戦乙女と紅~呪われの魔槍の章~
第四章 暗闇の死闘

黒の旅団が近いうちに女神国に攻めて来る。

翌日に、乙女はその事を女神兵達に伝えた。

…意外というべきか当然というべきか、その事で恐れを為す者は誰一人としていなかった。


まぁ俺が選び、俺が鍛え上げた女神兵だ。

戦が恐ろしくて身を縮めるような臆病者は選んでいないし、そういう鍛え方もしていないつもりだ。

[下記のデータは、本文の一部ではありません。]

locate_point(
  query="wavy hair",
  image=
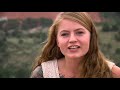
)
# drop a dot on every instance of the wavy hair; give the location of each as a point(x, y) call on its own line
point(94, 64)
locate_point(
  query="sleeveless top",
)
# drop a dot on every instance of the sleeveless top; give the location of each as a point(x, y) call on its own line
point(50, 68)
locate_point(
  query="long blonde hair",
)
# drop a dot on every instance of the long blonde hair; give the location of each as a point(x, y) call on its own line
point(94, 63)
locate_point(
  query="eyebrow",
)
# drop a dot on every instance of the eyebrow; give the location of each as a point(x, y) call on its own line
point(74, 30)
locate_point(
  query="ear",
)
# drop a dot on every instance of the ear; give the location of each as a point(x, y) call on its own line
point(57, 42)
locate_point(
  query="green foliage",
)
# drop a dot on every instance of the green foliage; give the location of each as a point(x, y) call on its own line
point(19, 46)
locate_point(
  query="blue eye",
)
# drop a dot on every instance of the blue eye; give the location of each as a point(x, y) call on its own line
point(79, 33)
point(64, 34)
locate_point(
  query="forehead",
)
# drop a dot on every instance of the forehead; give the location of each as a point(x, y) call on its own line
point(67, 24)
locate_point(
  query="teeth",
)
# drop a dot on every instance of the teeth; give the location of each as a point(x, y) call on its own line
point(73, 47)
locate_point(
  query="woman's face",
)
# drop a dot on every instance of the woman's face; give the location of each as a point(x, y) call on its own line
point(73, 39)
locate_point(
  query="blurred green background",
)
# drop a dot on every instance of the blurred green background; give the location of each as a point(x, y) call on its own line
point(20, 42)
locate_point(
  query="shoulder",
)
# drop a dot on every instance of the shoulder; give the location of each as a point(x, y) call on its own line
point(116, 71)
point(37, 73)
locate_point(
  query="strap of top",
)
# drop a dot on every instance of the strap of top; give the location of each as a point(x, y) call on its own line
point(110, 64)
point(50, 69)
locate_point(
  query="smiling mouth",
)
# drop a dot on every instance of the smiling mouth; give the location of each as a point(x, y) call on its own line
point(74, 47)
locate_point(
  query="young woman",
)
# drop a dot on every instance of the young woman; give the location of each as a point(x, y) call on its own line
point(72, 50)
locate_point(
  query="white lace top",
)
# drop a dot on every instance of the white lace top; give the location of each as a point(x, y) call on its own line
point(50, 68)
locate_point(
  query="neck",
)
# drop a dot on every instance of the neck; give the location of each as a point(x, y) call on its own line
point(72, 65)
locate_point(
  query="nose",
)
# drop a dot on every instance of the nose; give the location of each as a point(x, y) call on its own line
point(72, 39)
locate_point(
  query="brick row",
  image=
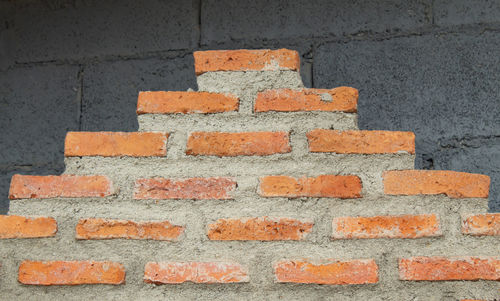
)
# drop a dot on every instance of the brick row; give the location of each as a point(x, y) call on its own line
point(396, 182)
point(253, 228)
point(222, 144)
point(331, 271)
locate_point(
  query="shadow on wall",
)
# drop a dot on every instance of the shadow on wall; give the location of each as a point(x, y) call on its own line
point(40, 104)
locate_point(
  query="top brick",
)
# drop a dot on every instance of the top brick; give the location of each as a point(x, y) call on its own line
point(246, 60)
point(174, 102)
point(341, 99)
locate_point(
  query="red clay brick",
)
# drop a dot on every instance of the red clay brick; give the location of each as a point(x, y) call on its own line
point(341, 99)
point(163, 102)
point(246, 60)
point(98, 228)
point(259, 228)
point(193, 188)
point(12, 226)
point(454, 268)
point(197, 272)
point(361, 271)
point(333, 186)
point(71, 272)
point(114, 144)
point(481, 224)
point(453, 184)
point(64, 186)
point(402, 226)
point(360, 142)
point(238, 144)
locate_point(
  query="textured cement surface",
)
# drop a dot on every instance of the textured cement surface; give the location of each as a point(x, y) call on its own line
point(430, 66)
point(195, 215)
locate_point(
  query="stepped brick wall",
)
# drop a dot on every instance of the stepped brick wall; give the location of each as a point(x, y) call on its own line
point(252, 188)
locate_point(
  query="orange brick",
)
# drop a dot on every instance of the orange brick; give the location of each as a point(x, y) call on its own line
point(197, 272)
point(360, 142)
point(342, 99)
point(259, 228)
point(454, 268)
point(64, 186)
point(161, 102)
point(238, 144)
point(481, 224)
point(453, 184)
point(402, 226)
point(71, 272)
point(193, 188)
point(322, 186)
point(113, 144)
point(98, 228)
point(246, 60)
point(361, 271)
point(12, 226)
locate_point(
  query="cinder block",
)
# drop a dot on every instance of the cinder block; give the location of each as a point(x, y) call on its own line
point(112, 88)
point(45, 31)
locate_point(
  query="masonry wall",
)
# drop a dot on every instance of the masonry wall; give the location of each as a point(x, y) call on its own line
point(430, 67)
point(251, 188)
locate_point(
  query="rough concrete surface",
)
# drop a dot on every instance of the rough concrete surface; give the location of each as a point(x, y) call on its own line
point(267, 19)
point(113, 49)
point(259, 257)
point(440, 87)
point(66, 29)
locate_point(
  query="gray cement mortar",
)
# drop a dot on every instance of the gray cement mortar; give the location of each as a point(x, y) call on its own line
point(259, 257)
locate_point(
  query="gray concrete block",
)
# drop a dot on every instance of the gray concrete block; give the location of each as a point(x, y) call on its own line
point(453, 12)
point(55, 30)
point(39, 105)
point(223, 21)
point(436, 86)
point(477, 155)
point(111, 89)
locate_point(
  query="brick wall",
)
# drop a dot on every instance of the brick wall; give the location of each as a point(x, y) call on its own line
point(252, 187)
point(426, 66)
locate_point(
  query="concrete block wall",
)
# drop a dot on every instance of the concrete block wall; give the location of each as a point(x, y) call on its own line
point(424, 66)
point(251, 188)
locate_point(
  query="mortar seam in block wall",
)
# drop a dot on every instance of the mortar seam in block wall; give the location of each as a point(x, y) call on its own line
point(253, 185)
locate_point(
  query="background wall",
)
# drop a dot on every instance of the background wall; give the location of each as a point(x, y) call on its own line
point(430, 66)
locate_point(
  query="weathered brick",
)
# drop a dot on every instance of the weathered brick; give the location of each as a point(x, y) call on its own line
point(259, 228)
point(238, 144)
point(342, 99)
point(197, 272)
point(453, 268)
point(165, 102)
point(333, 186)
point(453, 184)
point(64, 186)
point(360, 142)
point(193, 188)
point(360, 271)
point(402, 226)
point(481, 224)
point(112, 144)
point(246, 60)
point(71, 272)
point(98, 228)
point(12, 226)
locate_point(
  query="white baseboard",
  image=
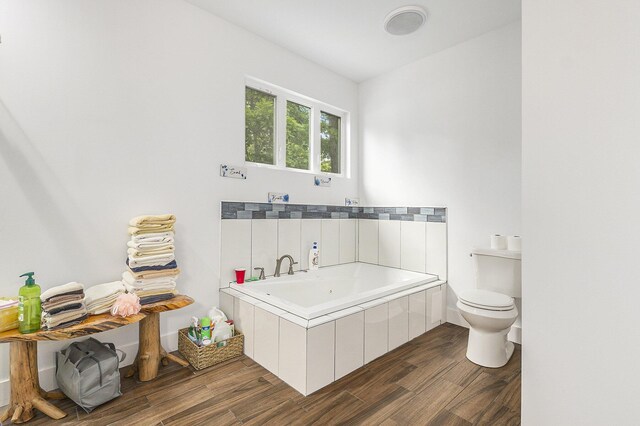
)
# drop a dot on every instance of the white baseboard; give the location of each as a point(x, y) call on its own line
point(454, 317)
point(48, 374)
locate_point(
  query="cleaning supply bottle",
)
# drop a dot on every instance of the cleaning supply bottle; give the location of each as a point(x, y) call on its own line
point(205, 322)
point(29, 308)
point(314, 257)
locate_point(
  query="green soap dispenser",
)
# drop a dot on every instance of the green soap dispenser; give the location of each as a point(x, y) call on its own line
point(29, 305)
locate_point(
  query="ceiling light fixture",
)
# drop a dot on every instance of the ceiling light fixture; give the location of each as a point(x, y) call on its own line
point(405, 20)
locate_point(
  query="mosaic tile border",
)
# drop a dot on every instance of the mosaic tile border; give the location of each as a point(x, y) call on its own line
point(243, 210)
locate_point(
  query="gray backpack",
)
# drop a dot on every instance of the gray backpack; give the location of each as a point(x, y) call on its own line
point(87, 372)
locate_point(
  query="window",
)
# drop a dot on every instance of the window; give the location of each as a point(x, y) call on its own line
point(260, 126)
point(287, 130)
point(298, 136)
point(330, 145)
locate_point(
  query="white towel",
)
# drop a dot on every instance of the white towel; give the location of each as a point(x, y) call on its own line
point(129, 279)
point(155, 237)
point(151, 288)
point(159, 260)
point(95, 293)
point(151, 245)
point(144, 252)
point(61, 289)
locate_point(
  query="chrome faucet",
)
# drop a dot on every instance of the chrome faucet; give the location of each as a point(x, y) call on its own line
point(261, 277)
point(279, 264)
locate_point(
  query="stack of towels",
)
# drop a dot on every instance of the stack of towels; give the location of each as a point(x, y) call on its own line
point(100, 298)
point(63, 306)
point(152, 268)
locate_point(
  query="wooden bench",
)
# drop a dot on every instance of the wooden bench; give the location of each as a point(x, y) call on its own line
point(26, 393)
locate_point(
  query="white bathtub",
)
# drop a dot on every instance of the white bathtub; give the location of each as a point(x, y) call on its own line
point(315, 293)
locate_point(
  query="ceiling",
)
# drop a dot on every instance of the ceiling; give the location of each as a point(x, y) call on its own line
point(347, 36)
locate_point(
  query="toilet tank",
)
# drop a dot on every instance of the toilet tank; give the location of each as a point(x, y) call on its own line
point(498, 270)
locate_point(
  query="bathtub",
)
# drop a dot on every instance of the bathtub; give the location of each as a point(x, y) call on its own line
point(312, 294)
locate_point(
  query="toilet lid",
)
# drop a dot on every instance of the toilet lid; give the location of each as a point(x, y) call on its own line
point(485, 299)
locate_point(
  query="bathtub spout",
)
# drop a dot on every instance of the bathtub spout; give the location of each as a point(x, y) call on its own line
point(279, 264)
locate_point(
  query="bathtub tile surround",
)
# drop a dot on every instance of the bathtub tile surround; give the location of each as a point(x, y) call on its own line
point(310, 232)
point(389, 243)
point(330, 242)
point(244, 210)
point(368, 241)
point(255, 234)
point(310, 354)
point(348, 239)
point(289, 238)
point(413, 252)
point(264, 245)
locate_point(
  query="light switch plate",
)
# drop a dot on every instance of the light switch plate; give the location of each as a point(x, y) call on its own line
point(235, 172)
point(278, 197)
point(322, 181)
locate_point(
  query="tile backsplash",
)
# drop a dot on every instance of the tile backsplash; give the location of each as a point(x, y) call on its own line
point(243, 210)
point(255, 234)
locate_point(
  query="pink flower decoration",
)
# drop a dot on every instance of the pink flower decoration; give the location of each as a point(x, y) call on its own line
point(126, 304)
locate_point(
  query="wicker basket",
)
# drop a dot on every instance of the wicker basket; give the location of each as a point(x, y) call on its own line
point(206, 356)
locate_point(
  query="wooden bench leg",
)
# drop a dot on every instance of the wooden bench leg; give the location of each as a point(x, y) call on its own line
point(26, 393)
point(150, 352)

兵の殆どは、やっと巡ってきた女神兵としての初陣に闘志を高め、己を鼓舞する。

何より国を守る為、民衆を、大切な者を守る為の戦だ。

乙女を慕ってこの国にやってきた者達は、攻める事よりも守る事に対して強い力を発揮する。

そもそも、そういう戦い方を好むのは乙女だ。

自然と剣を預ける者達もそういう者ばかりになる。

「紅様、敵はいつ攻め込んでくるのです!?」

鍛錬中。

俺と模擬戦をしていた若い兵士が、待ちきれないとばかりに俺に問いかける。

「さぁな、そればかりは黒の旅団に訊いてみるしかあるまい。そんな事よりも」

俺は隙だらけの兵士の足元を、槍の払いで掬い上げる!

為す術もなく、兵士はその場に尻餅をついた。

「浮き足立っていないで鍛錬に集中しろ」

「は、はいっ!」

すぐに立ち上がる若き兵士。

「もう一本、お願いします!」

負けん気が強く、向上心があり、何より国を守ろうとする強い意志がある。

こういう兵士がいる限り、女神国に敗北の二文字はないだろう。

俺は、腕は未熟ながら瞳に強い光を宿すこの兵士を頼もしく思っていた。